June 3, 2009 | Events

Block Cinema Screens Rare Baseball Footage


Screening will feature some of the sport’s greatest players, including Willie Mays, Ted Williams, Gil Hodges, Phil Rizzuto and Babe Ruth.

By Judy Moore
Watch highlights from the 2009 rare baseball film screening. Video produced by Matt Paolelli


EVANSTON, Ill. --- Chicago-area baseball fans will have the opportunity to view rare films from the Baseball Hall of Fame for the fifth consecutive year at Northwestern University’s Block Cinema. The annual screening, which is free and open to the public, has become a popular spring event at Block Cinema for young and old alike.

Block Cinema will screen about 70 minutes of rare baseball footage at 7 p.m. Thursday, June 11, in the James B. Pick and Rosalyn M. Laudati Auditorium of the Mary and Leigh Block Museum of Art, 40 Arts Circle Drive, on Northwestern’s Evanston campus.

The screening will feature some of the sport’s greatest players, including Willie Mays, Ted Williams, Gil Hodges, Phil Rizzuto, Babe Ruth and major league pitcher, manager and team owner Clark Griffith.

The program will include commentary by David Filipi, film and video curator at Wexner Center for the Arts, Ohio State University. Filipi, the organizer of the program, will introduce each selection of film clips, which he culled from a large selection of footage from the archives at the Baseball Hall of Fame.

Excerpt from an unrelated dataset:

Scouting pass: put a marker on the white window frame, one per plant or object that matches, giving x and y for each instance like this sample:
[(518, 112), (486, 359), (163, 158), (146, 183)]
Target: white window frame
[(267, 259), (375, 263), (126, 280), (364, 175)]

“Some of this eclectic mix of rare films is strictly historical, some purely fun and others shed light on aspects of baseball history that many people did not know about,” said Filipi. “Older audience members may have witnessed some of these events when they were young, and younger people get the chance to see something they may only have read about.”

The June 11 screening will include footage from Willie Mays’ 511th home run; newsreel of the 1954 World Series game between the New York Giants and the Cleveland Indians; and excerpts from the 1951 National League Diamond Jubilee featuring famous sportscaster Mel Allen, National League President (at the time) Ford Frick, and Hall of Fame players Rogers Hornsby and Tris Speaker.

Also screened will be an excerpt from a post-World War II documentary on Ted Williams; Gillette Razor television commercials from the mid-1950s featuring Gil Hodges, Phil Rizzuto, Eddie Lopat and Carl Erskine; and 1954 footage of Washington Senators owner Clark Griffith’s 85th birthday celebration featuring J. Edgar Hoover, the first director of the FBI.